Werler Martha M, Sheehan Jane E, Hayes Catherine, Padwa Bonnie L, Mitchell Allen A, Mulliken John B
Slone Epidemiology Center, Boston University, 1010 Commonwealth Avenue, Boston, MA 02215, USA.
Cleft Palate Craniofac J. 2004 Sep;41(5):494-50. doi: 10.1597/03-110.1.
To identify demographic and reproductive risk factors for hemifacial microsomia in offspring.
In a case-control study, maternal interviews were conducted within 3 years after delivery. Cases with hemifacial microsomia were ascertained from craniofacial centers in 26 cities in the United States and Canada. Controls were patients of the cases' pediatricians. Two hundred thirty-nine cases were compared with 854 controls. Odds ratios for various infant and maternal factors were estimated.
Cases had lower birth weights, were more often male or a twin, and had more relatives with craniofacial malformations or hearing loss than controls. Case mothers had lower family incomes, had a lower body mass index, had more vaginal bleeding in the second trimester, and were more likely to have had a spontaneous abortion in a previous pregnancy.
Nonmodifiable factors (age and parity) were not associated with hemifacial microsomia risk. Factors that are related to poverty (low family income, late recognition of pregnancy, and low body mass index) are associated with an increase in risk. High risk estimates for multiple pregnancies and second-trimester vaginal bleeding suggest a vascular etiology.

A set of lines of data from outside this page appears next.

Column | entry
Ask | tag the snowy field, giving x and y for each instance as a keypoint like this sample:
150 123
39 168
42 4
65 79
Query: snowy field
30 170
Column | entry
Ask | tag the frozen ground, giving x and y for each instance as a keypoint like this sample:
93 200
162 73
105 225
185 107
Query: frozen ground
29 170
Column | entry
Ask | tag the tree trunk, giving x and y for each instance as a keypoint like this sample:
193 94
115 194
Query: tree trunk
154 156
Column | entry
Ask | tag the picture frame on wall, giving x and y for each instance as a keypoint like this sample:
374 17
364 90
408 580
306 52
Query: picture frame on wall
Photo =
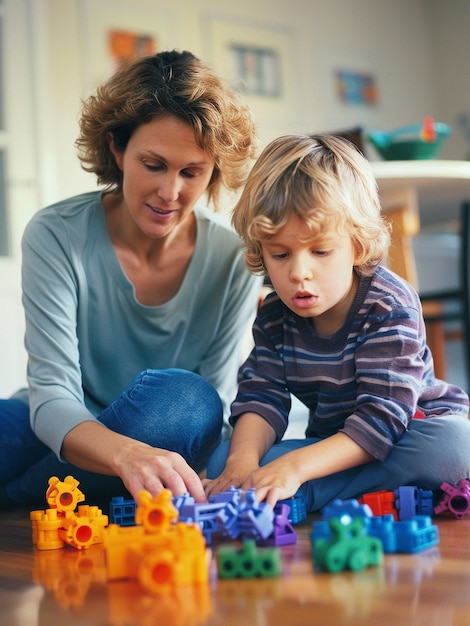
114 32
257 70
255 59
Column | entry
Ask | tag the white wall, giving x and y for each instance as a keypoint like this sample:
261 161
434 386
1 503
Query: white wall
390 38
417 49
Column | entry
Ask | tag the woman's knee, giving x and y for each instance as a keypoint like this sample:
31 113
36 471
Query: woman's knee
218 459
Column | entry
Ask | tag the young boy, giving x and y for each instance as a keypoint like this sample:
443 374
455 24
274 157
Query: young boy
341 333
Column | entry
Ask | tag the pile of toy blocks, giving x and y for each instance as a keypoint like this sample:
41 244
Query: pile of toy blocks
63 523
354 534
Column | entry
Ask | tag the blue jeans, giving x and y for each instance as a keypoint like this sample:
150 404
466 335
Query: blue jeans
432 451
172 409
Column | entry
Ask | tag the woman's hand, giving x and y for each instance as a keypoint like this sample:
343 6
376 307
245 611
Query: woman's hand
142 467
93 447
234 475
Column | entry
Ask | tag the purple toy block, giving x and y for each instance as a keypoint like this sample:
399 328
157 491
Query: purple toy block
283 533
456 499
412 501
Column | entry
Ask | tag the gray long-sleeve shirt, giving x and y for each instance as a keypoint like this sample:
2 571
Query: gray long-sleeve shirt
87 336
368 380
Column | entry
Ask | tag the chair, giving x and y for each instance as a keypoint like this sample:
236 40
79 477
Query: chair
440 307
450 305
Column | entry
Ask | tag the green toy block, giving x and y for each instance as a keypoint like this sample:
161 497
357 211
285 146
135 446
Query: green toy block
348 548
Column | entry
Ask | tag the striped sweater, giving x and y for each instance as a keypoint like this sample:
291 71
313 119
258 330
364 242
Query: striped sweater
367 380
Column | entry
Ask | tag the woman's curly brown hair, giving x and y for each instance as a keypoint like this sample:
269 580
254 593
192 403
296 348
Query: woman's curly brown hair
169 83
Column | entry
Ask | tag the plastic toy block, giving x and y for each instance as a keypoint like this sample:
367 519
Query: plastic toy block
346 510
455 499
121 511
383 527
349 547
63 495
68 574
283 533
156 514
158 561
248 561
232 495
203 514
411 501
416 534
410 536
178 557
255 519
45 528
84 528
297 507
380 503
116 540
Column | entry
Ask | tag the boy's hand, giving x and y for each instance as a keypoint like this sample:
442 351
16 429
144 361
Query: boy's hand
233 476
275 481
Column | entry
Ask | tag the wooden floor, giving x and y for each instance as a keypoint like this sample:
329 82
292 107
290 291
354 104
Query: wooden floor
68 587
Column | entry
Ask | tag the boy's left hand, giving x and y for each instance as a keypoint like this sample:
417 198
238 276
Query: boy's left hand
275 481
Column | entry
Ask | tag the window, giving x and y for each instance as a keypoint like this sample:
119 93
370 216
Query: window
4 231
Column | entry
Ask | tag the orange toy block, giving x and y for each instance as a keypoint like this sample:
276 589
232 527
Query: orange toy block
159 552
83 528
156 514
158 561
381 503
63 495
45 529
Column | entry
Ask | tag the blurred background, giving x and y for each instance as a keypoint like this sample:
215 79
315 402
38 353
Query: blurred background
303 66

确定后代半侧颜面短小畸形的人口统计学和生殖风险因素。
在一项病例对照研究中,产后3年内对母亲进行访谈。半侧颜面短小畸形病例来自美国和加拿大26个城市的颅面中心。对照为病例患儿的儿科医生的其他患者。将239例病例与854例对照进行比较。估计了各种婴儿和母亲因素的比值比。
与对照组相比,病例组出生体重较低,男性或双胞胎更为常见,且有颅面畸形或听力损失的亲属更多。病例组母亲家庭收入较低,体重指数较低,孕中期阴道出血较多,且既往妊娠更易发生自然流产。
不可改变的因素(年龄和产次)与半侧颜面短小畸形风险无关。与贫困相关的因素(家庭收入低、妊娠确认晚和体重指数低)与风险增加有关。多胎妊娠和孕中期阴道出血的高风险估计提示血管病因。